At the Water’s Edge follows 3 rich, spoiled twits who set off on a frivolous adventure in the middle of World War II. Maddie, a beautiful young woman with a loveless childhood, her rich husband Ellis, a flippant college dropout and trust fund baby, and his close friend, Hank, who is determined to avoid marriage for as long as possible, make a rowdy bunch. The Colonel, Ellis’ father, finally has enough of their silliness when the two embarrass him at a society function. As if it weren’t bad enough that neither Ellis nor Hank can enlist due to minor medical quirks!
Faced with being disowned and left with no allowance with which to wile away their meaningless existence, Hank and Ellis hatch an idiotic plan to redeem themselves by proving that they are man enough to restore the Colonel’s good name, which was sullied on a monster hunting trip in Loch Ness. And so, in the middle of World War II, the trio jaunts off to Scotland.
When in the privileged ballrooms of American Society, shallow conversation, getting drunk, and popping pills may have little consequence, but these habits are looked down upon in the hardscrabble highland town Maddie, Ellis, and Hank invade. Left on her own as the men gallivant gaily about, Maddie befriends the women who work in the inn and sees their struggles more clearly than her own. Soon, hard truths about Ellis and Hank and their goals for the trip come into focus as honest work, new love, and the natural surroundings work their way into Maddie’s heart.

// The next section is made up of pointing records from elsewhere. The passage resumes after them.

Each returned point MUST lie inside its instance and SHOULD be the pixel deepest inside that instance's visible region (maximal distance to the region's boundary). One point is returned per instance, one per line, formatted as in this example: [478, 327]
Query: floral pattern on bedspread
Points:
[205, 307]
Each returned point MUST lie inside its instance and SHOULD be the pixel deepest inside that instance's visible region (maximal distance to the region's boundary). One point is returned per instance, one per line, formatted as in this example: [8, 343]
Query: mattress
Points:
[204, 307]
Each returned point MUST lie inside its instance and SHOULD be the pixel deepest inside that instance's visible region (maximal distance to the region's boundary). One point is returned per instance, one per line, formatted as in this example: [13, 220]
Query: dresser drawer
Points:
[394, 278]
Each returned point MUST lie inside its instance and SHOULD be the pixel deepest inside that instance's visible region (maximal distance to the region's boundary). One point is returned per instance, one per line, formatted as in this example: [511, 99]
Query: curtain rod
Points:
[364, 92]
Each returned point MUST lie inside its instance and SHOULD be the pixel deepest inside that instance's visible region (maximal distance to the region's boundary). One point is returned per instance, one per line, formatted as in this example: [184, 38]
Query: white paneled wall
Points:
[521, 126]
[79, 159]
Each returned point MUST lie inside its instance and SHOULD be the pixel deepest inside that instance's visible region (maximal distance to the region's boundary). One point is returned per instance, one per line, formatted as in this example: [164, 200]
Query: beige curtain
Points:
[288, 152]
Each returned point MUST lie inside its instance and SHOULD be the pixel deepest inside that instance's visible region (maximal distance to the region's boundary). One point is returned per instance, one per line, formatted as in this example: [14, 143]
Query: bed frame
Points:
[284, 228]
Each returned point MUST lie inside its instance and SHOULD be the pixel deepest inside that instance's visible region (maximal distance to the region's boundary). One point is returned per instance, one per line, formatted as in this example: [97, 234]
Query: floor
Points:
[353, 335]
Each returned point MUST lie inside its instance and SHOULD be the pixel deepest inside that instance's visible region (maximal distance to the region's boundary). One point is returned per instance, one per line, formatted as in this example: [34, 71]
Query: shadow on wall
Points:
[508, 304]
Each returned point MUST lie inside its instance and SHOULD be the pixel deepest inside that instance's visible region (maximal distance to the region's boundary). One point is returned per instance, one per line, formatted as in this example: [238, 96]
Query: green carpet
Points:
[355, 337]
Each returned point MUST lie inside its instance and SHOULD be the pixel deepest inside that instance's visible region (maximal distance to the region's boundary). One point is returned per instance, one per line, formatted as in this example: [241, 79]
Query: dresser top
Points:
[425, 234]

Several plot situations cause this novel to feel contrived and ridiculous, but it’s fun enough and Maddie was likeable enough that I was compelled to read on anyway. If you’re good at suspension of disbelief, you may want to give it a try, but I found All the Light We Cannot See to be a far more tightly plotted novel set in the same era. Those interested in wartime romance in Scotland might try Letters from Skye instead.